In Schultz-Hoff and Stringer, the ECJ ruled that the correct interpretation of the Working Time Directive, in so far as it relates to an employee’s entitlement to not less than four weeks’ paid annual leave, is as follows:
- An employee on sick leave, who is unable to take annual leave, by reason of his/her illness, must be allowed to take annual leave at a later date, even after the end of the leave year or any agreed carry over period;
- Any annual leave accrued by reason of the employee being unable to exercise his/her entitlement due to illness, must be paid in lieu on termination of employment. This entitlement arises regardless of whether or not the employee has worked at all during the leave year. However, a rule which provides for the loss of the right to paid leave at the end of the leave year is still lawful provided the employee has had the opportunity to take the leave.
- There is no obligation on employers to agree to an employee's request to take paid annual leave during a sick leave period.
Following the ECJ ruling, the only matter left in dispute in the Stringer case was whether a claim based on an alleged failure to make payments in respect of annual leave under the UK Working Time Regulations (WTR), could be brought by way of a claim for unauthorised deduction from wages under the Employment Rights Act 1996 (ERA), or under the Regulations themselves.
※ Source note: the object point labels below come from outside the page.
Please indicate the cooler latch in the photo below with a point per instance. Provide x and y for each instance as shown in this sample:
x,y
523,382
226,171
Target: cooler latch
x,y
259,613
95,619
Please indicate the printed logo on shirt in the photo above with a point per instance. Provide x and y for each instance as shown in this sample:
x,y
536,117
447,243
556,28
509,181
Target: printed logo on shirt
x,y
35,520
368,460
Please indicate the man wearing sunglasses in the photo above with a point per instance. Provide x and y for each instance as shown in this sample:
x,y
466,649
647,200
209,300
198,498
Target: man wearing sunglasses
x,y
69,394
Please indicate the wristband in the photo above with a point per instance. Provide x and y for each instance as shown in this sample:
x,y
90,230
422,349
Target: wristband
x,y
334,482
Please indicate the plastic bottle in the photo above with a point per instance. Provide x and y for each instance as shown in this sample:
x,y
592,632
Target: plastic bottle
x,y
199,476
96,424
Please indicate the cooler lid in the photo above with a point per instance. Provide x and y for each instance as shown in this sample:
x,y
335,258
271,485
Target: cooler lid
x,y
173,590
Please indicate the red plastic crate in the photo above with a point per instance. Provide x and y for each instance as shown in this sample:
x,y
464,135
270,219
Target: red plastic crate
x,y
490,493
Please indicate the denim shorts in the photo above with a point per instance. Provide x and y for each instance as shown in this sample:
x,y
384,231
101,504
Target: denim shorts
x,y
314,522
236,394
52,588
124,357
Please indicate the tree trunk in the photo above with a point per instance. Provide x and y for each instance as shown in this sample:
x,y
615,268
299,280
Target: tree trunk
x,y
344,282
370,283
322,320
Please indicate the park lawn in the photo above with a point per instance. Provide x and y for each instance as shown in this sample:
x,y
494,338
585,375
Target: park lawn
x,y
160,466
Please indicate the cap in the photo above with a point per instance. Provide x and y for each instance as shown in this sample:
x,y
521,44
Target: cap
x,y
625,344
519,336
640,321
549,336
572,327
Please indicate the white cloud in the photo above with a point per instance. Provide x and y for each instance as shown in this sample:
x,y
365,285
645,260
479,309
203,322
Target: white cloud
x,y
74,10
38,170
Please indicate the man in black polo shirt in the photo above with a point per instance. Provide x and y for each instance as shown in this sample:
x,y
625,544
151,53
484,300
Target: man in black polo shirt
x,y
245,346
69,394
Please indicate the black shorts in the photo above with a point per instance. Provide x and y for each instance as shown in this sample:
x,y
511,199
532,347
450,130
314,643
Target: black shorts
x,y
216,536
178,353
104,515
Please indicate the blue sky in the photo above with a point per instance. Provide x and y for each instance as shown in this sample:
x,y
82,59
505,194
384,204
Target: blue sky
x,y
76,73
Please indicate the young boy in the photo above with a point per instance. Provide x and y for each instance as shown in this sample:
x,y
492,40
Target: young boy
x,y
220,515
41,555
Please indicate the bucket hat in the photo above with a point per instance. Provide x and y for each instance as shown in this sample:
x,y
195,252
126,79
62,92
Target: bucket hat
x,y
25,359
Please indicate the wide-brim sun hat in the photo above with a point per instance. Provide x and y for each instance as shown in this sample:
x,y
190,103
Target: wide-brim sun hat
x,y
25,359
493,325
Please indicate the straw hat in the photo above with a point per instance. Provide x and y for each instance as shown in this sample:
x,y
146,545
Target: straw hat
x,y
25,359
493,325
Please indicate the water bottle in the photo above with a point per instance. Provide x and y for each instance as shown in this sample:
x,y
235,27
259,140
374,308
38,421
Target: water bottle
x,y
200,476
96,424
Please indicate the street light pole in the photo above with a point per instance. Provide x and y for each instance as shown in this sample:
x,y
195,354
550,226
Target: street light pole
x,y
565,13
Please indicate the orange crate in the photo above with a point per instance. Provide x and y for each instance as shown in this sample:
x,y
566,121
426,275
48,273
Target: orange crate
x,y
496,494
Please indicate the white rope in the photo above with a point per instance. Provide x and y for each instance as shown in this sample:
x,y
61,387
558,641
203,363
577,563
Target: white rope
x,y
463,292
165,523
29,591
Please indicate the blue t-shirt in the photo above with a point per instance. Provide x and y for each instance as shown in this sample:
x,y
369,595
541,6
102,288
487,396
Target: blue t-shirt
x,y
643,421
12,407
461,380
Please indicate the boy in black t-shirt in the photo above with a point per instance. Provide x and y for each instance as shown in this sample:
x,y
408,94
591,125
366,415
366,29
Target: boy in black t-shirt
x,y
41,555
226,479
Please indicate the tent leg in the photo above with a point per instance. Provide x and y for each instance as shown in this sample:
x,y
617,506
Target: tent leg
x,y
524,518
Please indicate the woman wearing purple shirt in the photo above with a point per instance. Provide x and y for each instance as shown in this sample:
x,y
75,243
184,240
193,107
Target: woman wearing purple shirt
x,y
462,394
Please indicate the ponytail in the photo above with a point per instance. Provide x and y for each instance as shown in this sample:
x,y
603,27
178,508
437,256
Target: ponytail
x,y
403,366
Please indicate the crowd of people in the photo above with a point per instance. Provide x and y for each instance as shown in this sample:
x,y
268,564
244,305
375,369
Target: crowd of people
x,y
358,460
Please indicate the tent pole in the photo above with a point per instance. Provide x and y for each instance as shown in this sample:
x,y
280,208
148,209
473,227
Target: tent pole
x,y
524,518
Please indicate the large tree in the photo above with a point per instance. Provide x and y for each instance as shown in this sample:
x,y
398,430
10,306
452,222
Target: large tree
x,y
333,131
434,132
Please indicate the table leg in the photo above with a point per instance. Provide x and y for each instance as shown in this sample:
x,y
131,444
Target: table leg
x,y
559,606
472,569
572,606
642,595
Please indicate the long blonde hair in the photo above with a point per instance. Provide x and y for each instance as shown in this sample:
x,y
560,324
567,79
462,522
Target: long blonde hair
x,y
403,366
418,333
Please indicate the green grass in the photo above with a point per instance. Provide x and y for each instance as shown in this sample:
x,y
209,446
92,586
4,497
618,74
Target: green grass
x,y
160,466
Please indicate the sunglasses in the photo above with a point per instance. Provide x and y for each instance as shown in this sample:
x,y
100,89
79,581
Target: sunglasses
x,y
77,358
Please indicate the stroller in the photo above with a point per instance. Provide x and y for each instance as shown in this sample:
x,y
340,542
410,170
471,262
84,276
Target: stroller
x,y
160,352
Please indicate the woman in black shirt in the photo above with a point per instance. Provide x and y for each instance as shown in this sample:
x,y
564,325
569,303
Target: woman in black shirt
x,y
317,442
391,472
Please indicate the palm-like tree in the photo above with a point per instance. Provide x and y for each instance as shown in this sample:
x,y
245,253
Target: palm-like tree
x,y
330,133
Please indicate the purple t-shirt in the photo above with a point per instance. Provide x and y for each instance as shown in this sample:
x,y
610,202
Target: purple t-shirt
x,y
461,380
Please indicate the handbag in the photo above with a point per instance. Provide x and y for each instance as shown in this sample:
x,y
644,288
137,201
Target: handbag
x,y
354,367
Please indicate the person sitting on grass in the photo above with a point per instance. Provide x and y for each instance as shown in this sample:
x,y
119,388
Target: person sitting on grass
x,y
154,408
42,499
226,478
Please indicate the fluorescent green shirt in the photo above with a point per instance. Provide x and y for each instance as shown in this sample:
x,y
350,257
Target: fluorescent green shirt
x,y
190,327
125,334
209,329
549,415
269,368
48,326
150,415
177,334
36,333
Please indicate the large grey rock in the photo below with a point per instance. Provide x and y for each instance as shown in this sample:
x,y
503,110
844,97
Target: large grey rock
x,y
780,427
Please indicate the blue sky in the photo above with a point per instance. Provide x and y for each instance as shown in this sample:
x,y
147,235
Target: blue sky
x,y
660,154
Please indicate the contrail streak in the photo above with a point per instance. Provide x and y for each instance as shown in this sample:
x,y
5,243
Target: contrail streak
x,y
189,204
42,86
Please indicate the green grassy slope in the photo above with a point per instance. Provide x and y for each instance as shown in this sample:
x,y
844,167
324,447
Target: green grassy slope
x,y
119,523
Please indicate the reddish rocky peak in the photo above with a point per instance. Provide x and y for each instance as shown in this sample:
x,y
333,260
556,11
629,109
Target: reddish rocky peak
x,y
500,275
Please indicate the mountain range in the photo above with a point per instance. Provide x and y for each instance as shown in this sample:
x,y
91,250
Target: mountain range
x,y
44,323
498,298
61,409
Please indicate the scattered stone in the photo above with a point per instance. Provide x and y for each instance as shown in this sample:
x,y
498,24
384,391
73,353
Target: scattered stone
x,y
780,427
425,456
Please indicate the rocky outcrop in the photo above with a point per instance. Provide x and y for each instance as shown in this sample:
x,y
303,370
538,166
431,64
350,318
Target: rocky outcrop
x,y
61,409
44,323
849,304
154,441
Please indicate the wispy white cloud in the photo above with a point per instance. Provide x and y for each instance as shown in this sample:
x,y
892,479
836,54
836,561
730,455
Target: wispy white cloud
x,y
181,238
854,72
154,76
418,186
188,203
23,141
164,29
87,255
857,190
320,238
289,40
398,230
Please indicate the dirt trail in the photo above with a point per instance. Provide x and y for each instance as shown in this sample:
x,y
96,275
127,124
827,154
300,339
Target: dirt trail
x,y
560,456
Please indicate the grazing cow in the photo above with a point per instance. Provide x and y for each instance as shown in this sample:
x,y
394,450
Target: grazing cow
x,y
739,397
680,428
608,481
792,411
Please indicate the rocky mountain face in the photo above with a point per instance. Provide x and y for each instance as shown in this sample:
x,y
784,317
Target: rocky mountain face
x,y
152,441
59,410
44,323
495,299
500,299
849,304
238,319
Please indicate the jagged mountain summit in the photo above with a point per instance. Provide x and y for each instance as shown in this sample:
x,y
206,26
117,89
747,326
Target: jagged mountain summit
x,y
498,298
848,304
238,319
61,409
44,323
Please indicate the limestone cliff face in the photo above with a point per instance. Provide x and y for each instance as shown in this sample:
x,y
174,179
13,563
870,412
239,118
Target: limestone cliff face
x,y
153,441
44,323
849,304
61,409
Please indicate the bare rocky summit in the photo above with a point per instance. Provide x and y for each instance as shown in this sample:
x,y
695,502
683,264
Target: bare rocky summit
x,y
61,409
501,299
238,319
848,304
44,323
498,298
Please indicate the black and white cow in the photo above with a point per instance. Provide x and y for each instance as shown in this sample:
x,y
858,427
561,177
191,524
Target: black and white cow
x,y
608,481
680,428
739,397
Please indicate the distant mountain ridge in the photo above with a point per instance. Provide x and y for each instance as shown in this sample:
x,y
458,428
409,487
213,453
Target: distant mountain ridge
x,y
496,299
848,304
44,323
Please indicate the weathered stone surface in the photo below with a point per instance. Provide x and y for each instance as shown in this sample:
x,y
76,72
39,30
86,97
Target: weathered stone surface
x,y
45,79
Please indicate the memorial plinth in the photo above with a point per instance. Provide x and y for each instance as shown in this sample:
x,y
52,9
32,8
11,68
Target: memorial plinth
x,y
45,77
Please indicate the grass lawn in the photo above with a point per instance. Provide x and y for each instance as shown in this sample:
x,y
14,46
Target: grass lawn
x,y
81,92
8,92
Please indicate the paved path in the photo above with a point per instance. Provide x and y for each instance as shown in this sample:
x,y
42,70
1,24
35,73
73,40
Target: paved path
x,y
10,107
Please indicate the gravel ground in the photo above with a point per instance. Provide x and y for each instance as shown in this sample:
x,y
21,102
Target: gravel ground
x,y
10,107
The issue was whether claims for payment in respect of holiday and for payment in lieu of holidays accrued but not taken on termination of employment are unauthorised deductions from wages. In June, the House of Lords held unanimously that they are unauthorised deductions.
As recently as last September, in a case referred from the Spanish Courts, Pereda v Madrid Movilidad SA, the ECJ reaffirmed its position on the Working Time Directive. The Court held that an employee who was sick during scheduled holiday could not be forced to take annual leave during a period of sick leave. The employee was entitled under the Directive to take the holiday again at a later date, even it that meant carrying over the entitlement into the next holiday year.
It is not clear what effect this will have on Irish employers in the private sector. The 1997 Act requires an employee to actually work during a leave year in order to accrue annual leave.
On the basis of these rulings, were Irish law to be changed to expressly provide for accrual of holidays during sick leave, it will need to be ascertained whether or not employees in Ireland will be able to carry forward statutory holidays accrued during an entire holiday year spent off sick to the next holiday year in which they return to work. Employers should therefore manage sickness absence carefully and make it clear that the right of accrual only applies to the statutory minimum entitlement and not above generous contractual entitlements.
It appears that the Oireachtas will have to change Irish law to bring it into line with the ECJ ruling. Until that time, private sector employers are entitled to continue to apply the relevant provisions of the Organisation of Working Time Act, 1997. However claimants will seek to apply the ECJ decisions directly, even in the absence of a change in the Irish legislation.